Certains sont retenus prisonniers des limbes pour n'avoir pas achevé l'œuvre de leur vie. Moi, qui ma vie durant n'ai jamais eu l'ambition d'accomplir quoi que ce soit, suis retenu ici-bas pour rien et incapable de remplir ma mission posthume. C'est humiliant. Aussi humiliant, presque, que cette mort stupide au beau milieu d'une rue où, frappé de stupeur, incapable de décider si je devais bondir vers la droite ou la gauche, immobile comme un lapin surpris par les phares d'une voiture, j'ai été fauché par cette absurde camionnette. Chaque jour me revient à l'esprit cette scène horrible et mortifiante, tandis que courent sous mon absence d'yeux mes victimes toujours trop rapides.
Toujours trop, mais plus autant. Mois après mois, année après année, insensiblement, leur pas se fait plus lent. Certains ne grimpent plus quatre à quatre mais trois à trois, parfois même deux à deux. Les enfants partis, les parents moins agiles, je sens, impatient peut-être pour la première fois de ma non-vie, que mon heure approche. Affaiblie mais toujours leste, la mère peut encore atteindre l'étage sans trop de peine. Le père, bien plus diminué, ne parvient plus qu'exceptionnellement à grimper toutes les marches sans avoir à marquer de pause. Fauve invisible tapi dans l'ombre du temps, je me mets à guetter chacun de ses déplacements, à attendre le jour où, usé à point, il sera à enfin à ma merci.
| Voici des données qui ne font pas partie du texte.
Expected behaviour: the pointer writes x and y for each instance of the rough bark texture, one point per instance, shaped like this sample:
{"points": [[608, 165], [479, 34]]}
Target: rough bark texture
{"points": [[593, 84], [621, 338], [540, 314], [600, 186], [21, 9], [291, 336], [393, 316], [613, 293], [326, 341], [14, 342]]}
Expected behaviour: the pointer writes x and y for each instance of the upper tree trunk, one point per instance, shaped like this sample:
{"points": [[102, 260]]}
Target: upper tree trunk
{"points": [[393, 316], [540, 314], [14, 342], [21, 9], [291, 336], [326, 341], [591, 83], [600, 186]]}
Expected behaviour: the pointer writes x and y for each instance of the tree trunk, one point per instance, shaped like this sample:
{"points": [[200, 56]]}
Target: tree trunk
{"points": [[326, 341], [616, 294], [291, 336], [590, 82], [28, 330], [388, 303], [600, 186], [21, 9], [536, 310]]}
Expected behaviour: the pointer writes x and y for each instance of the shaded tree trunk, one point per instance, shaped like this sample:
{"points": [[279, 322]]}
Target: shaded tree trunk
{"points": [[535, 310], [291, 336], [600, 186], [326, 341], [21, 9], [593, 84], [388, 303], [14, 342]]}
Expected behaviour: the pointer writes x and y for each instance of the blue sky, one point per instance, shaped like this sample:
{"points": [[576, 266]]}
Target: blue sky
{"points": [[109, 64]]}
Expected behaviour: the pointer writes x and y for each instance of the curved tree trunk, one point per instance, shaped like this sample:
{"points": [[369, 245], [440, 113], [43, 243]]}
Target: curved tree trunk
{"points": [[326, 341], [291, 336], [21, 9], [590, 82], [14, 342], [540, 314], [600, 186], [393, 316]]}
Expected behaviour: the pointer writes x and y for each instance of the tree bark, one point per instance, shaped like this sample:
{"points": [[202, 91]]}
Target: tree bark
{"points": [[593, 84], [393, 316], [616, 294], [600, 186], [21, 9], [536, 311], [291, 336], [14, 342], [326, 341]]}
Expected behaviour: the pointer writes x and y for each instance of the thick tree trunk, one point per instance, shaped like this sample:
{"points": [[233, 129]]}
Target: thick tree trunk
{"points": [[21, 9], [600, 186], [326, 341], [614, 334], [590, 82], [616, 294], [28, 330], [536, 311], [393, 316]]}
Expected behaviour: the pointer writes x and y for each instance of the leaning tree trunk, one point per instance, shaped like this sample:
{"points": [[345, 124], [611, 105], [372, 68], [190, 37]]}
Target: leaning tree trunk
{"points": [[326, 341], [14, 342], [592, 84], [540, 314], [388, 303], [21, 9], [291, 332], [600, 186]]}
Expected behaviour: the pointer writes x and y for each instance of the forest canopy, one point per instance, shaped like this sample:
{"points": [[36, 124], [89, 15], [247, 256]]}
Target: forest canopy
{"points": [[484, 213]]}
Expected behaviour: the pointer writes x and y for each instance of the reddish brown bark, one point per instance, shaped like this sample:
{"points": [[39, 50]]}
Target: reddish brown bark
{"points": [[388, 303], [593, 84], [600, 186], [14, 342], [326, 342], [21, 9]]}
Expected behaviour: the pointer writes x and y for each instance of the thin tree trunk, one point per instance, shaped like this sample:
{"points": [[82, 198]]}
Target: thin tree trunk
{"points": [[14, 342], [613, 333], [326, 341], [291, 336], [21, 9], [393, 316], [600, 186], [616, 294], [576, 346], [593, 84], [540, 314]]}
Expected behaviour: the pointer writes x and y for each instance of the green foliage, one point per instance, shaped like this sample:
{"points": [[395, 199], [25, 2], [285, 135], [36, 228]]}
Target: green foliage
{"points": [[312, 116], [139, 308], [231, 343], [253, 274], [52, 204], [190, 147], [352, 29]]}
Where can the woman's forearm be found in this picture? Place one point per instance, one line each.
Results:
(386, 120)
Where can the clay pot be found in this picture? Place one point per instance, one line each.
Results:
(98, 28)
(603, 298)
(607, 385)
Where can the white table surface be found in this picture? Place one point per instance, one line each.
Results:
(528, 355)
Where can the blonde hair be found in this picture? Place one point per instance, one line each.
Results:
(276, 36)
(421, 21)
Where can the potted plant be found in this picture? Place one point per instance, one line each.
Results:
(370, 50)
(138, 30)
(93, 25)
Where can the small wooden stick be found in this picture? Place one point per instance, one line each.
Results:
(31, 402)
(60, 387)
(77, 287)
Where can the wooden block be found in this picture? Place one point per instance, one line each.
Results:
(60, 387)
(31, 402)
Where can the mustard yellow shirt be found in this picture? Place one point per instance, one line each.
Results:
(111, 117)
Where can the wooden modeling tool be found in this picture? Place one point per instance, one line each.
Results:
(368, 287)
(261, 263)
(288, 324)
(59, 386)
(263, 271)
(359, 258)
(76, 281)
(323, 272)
Ce jour est arrivé, je crois. Je le vois hésiter au pied de mes marches, conscient qu'il est aujourd'hui trop faible pour les gravir toutes. Il tend la jambe puis la repose, fait demi-tour, retourne dans le salon. Ce soir il dormira en bas. Demain, dans une semaine, dans un mois, il tentera à nouveau d'atteindre l'étage. Ce jour-là, je serai prêt. Mille fois je répète la scène. Je sais avec précision quels bruits retentiront, quels coins du tapis se soulèveront, quels objets voleront à travers la pièce. Jamais esprit n'aura frappé ainsi. Dans le tumulte des travaux, au milieu des ouvriers venus installer une nouvelle rampe, je reste concentré. Le cri tout d'abord, venu de nulle part. Puis le tapis. Enfin, la petite statue qui vole. Mon numéro est prêt. Les travaux sont terminés. Le vieux approche, voûté, cacochyme. Il est au pied de l'escalier. Je suis prêt, pour la première fois de mes vies. Il fait un pas, un deuxième, s'assoit dans le petit siège blanc que les ouvriers ont fixé à la nouvelle rampe. En un instant le monte-escalier le porte en haut des marches.
Parfois, mon antique escalier laisse encore échapper de longs grincements qui ressemblent à des plaintes.
« C'est le bois qui travaille », disent les hommes, puis ils reprennent leur course. Mon âme est en peine.